Source: West County Times

http://www.contracostatimes.com/ci_11593508

Some Sikh men say they are subjected to systematic and humiliating searches of their turbans whenever they fly out of Oakland International Airport, but a federal airport security official says their complaint is unjustified.

J.P. Singh, co-founder of the Sikh temple in El Sobrante, says he was subjected to a secondary search for explosives all six times he flew out of Oakland in 2008. In eight other U.S. airports that Singh flew out of last year, he was not pulled aside for a secondary search, he said.

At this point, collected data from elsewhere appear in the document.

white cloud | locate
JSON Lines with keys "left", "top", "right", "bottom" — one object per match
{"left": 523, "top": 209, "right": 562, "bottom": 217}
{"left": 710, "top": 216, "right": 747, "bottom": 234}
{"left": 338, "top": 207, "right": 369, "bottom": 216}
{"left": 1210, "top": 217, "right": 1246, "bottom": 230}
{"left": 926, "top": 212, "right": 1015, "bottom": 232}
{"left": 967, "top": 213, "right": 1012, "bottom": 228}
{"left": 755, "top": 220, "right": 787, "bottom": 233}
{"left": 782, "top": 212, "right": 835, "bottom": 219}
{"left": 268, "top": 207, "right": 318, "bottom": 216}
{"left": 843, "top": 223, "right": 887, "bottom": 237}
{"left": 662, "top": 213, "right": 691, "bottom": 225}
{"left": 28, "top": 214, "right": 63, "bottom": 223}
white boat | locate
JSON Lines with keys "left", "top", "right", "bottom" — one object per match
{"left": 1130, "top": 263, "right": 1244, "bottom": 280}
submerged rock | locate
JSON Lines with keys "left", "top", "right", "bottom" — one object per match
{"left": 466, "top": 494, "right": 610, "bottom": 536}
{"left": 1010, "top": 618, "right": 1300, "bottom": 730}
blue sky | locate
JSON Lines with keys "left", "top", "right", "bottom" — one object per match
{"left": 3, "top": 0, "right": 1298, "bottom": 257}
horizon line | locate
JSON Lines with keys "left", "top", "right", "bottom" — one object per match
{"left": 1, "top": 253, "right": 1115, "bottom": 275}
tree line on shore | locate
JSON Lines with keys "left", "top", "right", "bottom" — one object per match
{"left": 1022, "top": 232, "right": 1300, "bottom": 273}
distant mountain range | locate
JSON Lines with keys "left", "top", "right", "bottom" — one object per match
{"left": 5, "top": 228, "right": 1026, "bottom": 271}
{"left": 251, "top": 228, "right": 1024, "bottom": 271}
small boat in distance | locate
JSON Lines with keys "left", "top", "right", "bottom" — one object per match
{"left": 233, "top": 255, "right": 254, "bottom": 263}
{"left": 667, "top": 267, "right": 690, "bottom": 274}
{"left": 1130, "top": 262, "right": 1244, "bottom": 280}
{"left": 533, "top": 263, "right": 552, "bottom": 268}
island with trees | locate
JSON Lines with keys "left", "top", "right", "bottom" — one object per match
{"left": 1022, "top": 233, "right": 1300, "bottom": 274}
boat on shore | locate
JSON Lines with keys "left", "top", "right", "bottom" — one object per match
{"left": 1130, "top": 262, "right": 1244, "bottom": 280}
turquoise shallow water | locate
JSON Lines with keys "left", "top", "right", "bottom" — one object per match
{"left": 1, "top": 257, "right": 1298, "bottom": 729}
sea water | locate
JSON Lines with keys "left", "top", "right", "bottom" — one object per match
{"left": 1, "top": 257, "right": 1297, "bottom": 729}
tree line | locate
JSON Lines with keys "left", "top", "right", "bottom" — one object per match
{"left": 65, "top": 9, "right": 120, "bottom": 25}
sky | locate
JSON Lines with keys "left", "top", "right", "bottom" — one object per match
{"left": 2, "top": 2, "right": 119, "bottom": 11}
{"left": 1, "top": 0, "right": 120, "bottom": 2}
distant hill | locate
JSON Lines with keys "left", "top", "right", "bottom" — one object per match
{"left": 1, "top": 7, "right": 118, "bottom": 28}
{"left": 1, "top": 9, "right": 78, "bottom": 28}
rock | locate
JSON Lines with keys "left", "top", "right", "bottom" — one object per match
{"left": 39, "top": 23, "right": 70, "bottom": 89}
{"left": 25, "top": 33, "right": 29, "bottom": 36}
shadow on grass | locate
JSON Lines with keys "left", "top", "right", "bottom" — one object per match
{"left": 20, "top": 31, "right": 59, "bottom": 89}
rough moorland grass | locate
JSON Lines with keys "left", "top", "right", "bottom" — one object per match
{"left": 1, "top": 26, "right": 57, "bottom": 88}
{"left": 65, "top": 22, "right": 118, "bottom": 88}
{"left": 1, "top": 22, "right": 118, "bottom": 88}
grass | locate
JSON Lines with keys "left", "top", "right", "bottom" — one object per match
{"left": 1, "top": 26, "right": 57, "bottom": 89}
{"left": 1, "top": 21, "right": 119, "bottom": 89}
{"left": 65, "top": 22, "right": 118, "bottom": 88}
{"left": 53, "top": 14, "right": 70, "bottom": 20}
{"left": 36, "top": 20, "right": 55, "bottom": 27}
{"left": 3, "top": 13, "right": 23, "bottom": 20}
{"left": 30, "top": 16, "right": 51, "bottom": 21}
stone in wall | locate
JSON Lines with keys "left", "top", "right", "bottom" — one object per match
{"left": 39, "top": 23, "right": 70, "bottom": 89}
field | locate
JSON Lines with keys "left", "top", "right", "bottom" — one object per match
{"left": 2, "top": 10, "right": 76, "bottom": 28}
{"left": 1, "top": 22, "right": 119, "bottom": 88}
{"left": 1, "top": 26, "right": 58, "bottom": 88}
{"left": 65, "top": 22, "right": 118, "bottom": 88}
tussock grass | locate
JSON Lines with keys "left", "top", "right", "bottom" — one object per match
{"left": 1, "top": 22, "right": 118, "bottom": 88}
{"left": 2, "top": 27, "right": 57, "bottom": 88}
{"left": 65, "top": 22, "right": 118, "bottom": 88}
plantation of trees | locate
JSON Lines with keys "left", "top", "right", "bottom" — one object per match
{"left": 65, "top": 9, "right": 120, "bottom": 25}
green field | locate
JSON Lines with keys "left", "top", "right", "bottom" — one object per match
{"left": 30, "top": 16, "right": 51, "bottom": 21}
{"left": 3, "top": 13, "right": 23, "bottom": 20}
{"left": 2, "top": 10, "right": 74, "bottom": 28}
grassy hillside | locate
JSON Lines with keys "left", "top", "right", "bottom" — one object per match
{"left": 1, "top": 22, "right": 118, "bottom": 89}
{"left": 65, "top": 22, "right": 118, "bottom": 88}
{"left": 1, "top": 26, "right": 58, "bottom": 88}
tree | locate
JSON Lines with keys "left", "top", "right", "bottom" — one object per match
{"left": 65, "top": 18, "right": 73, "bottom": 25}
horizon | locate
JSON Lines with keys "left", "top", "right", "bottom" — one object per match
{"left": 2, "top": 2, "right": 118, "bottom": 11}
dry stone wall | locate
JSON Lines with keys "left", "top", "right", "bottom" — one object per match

"Once in a while, randomly, that's OK," said Singh, a seismic engineer who also is a consultant to the U.S. Department of Justice on cultural sensitivity issues. "But to be humiliated every time I fly out of Oakland, that's not OK."

The Sikh Coalition, a nationwide advocacy group, recently put Oakland International at the top of its list of "problem airports," which it defines as "those from which Sikhs report a nearly 100 percent secondary search rate of their turbans."

All 18 incident reports from travelers departing from Oakland received by the coalition in the fourth quarter of 2008 involved enhanced screening, according to its latest quarterly "TSA Report Card." (TSA refers to the Transportation Security Administration, the airport security branch of the U.S. Department of Homeland Security.)